ORIGINE : DECISION du Tribunal de Grande Instance d'ARGENTAN en date du 07 Septembre 2006-RG no 05 / 00192
COUR D'APPEL DE CAEN PREMIERE CHAMBRE-SECTION CIVILE ARRET DU 19 FEVRIER 2008
APPELANT :
Monsieur Olivier X...... 50400 GRANVILLE
représenté par la SCP TERRADE DARTOIS, avoués assisté de Me MORABITO, avocat au barreau de PARIS
INTIMEE :
La Société PLASTHOLDING ... 61600 LA FERTE MACE
représentée par la SCP MOSQUET MIALON D'OLIVEIRA LECONTE, avoués assistée de la SELARL MONTECRISTO, avocats au barreau de PARIS
COMPOSITION DE LA COUR LORS DES DEBATS ET DU DELIBERE :
M. BOYER, Président de Chambre, Madame BEUVE, Conseiller, M. VOGT, Conseiller, rédacteur,
DEBATS : A l'audience publique du 20 Décembre 2007
GREFFIER : Madame GALAND
ARRET prononcé publiquement par mise à disposition au greffe le 19 Février 2008 et signé par M. BOYER, Président de Chambre, et Madame GALAND, Greffier
Exposé de la procédure et des demandes
Le litige a trait à l'exercice du droit de vote dans la société civile Plastholding, ainsi nommée en 1997, ayant abouti à son absorption, par fusion avec la société civile Holding des Boëles (qui a repris immédiatement le nom de la société absorbée et dissoute).

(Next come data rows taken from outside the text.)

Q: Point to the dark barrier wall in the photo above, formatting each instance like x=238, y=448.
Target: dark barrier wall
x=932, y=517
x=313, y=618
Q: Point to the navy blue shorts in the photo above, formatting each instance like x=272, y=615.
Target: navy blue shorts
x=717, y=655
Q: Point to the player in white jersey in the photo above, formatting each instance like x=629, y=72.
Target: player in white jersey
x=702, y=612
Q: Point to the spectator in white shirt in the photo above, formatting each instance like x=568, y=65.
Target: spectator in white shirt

Les décisions des assemblées générales extraordinaires de ces deux sociétés, en date du 6 septembre 2003, ont été acquises par l'effet de clauses statutaires réservant le droit de vote à l'usufruitier, à savoir M. Michel X..., à la suite de la donation-partage qu'il fit en 1989 à chacun de ses sept enfants, dont Olivier, nu-propriétaire, exerçant par ailleurs des responsabilités dans des sociétés contrôlées, ayant pour objet le soufflage et le moulage d'objets en matières plastiques, activité créée en 1957 par son père.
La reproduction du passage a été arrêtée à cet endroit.